Helping local churches

Open Doors Australia has created an online resource to help build up the local church during this “strange and difficult time,” as Noble describes it.

By signing up here for House Church by Open Doors, people can receive a weekly email with free content to help them do church in their homes.

Help offered includes a weekly video message for adults with discussion questions and a video message for kids with questions, as well as a memory verse colouring sheet.

“When it was announced that churches would have to close down because meetings of more than 100 people were closing down, we realised that we needed to step up and help the Australian and New Zealand church,” Noble explains.

“Alongside that we realised … we had these stories from our field countries who meet in house churches, and their experiences and their wisdom – and now we can bring that back to Australia and New Zealand and help the church with these lessons.”

Noble says house church and online church can be viewed as almost the same in the current situation.

“When two or more meet, then the presence of the Lord is there and so we would still say that is a church meeting … with the technology that we have, we would still say you’re still meeting in a house church, you’re meeting from home, gathering with other believers to celebrate Christ.”

Pursue deeper personal faith

The other great lesson from the hardship and isolation of the persecuted church is the opportunity to pursue a deeper personal faith.

Noble gives the example of a Chinese pastor, Wang Ming-Dao, who spent 22½ years in prison in the 1970s and 1980s, a lot of that time in solitary confinement.

“It’s a gift that we have now in isolation to focus on God …” – Murray Noble

“He said that was the most faith-deepening experience of his life because he could do nothing in that cell except turn to God and talk to God. So he’d talk about in isolation building a ‘cell’ that says, ‘in this space, I will focus purely on God and build my relationship with him.’
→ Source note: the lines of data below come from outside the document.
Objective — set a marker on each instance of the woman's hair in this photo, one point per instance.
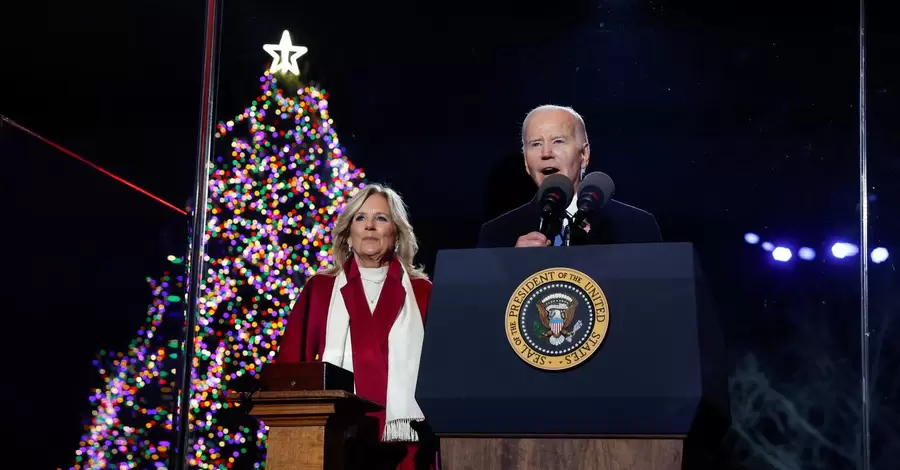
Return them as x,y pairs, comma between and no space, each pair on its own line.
406,245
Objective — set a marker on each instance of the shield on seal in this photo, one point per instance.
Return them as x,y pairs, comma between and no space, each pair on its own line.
556,325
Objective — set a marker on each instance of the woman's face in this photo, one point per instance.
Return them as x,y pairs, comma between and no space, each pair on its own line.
372,232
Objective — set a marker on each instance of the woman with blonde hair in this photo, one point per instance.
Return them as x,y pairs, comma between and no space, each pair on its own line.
366,314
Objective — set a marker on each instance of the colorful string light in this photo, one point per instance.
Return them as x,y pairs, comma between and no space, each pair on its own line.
273,199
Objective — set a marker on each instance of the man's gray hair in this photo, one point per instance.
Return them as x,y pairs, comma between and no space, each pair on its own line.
545,107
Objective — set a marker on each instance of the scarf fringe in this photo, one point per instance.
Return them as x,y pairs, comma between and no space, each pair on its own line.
399,430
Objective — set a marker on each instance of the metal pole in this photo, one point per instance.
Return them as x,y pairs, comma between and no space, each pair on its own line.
204,157
864,244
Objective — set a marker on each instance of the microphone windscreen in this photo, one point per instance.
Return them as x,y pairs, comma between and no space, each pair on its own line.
557,182
601,183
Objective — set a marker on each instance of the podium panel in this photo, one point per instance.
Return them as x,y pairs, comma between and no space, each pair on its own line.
645,378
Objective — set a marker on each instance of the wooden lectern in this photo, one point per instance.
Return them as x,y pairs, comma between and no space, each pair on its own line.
620,390
583,453
311,415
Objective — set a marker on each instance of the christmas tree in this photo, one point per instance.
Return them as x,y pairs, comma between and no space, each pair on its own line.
277,183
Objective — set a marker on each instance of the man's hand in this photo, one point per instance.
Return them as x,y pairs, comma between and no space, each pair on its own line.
532,239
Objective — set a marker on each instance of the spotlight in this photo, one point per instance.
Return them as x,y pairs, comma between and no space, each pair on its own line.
782,254
843,250
879,255
807,253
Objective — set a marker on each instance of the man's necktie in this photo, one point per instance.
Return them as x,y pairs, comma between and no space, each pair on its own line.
558,240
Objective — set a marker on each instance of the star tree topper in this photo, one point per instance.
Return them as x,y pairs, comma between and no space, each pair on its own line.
285,55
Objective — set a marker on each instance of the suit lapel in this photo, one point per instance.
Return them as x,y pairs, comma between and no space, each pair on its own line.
370,327
389,303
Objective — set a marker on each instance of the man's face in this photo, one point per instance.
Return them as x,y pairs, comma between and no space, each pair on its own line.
554,143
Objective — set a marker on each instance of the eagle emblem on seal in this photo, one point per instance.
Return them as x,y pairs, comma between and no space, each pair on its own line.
557,311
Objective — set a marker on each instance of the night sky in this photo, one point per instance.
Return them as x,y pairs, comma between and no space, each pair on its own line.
718,117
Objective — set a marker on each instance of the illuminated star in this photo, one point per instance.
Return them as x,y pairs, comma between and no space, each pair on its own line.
285,55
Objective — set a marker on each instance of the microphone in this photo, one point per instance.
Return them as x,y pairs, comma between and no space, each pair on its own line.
594,192
554,195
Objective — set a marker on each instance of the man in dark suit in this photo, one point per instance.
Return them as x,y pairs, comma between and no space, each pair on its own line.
554,140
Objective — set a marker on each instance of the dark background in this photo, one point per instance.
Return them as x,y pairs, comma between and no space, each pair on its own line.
718,117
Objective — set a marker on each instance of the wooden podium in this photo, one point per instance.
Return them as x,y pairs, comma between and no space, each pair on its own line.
309,424
473,453
620,391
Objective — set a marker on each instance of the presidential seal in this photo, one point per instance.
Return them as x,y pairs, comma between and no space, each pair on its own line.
557,319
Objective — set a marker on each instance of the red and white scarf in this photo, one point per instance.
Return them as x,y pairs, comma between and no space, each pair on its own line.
404,352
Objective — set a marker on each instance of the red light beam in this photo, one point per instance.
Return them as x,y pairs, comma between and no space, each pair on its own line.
92,165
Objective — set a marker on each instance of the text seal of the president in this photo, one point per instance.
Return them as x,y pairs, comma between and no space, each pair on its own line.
557,319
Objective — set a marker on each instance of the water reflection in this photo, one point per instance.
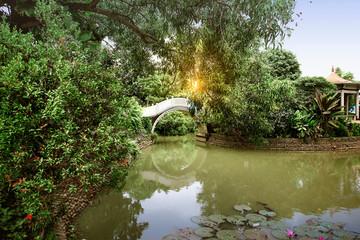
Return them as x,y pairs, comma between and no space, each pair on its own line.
176,179
115,216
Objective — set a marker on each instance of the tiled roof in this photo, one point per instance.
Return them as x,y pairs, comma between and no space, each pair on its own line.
334,78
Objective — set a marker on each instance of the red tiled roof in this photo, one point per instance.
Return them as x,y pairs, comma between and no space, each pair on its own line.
334,78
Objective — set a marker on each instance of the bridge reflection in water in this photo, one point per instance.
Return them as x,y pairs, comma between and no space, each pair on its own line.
183,177
175,180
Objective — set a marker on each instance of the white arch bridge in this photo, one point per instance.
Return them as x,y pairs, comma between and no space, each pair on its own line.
157,111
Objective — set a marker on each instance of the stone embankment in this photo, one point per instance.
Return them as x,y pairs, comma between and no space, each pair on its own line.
289,144
73,205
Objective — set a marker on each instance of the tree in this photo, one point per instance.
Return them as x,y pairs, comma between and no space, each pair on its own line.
305,90
282,64
344,75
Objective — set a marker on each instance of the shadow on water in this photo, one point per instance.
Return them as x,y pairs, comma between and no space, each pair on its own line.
176,179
“And now that we’re facing isolation, in a way that ‘cell’ has been built for us.

“There’s so many distractions – there’s internet, there’s TV, there’s newspapers wanting our attention – but what does it look like if we stop and build that ‘cell’ and say, ‘I want to go deep with God in that time?’

“It’s a gift that we have now in isolation to focus on God, so focus on God and share Jesus’s story at Easter, even more than you normally would because people are really searching.”

This Easter, Open Doors is also running its One With Them campaign that asks people to donate $100 to support the persecuted church.

“Because this Easter, not only is there the threat of attacks still, but in a number of countries Christians are the last to receive any resources and medical aid or emergency relief because they are Christian,” explains Noble.

“Especially with COVID-19 happening, more Christians are in need than ever before at Easter.”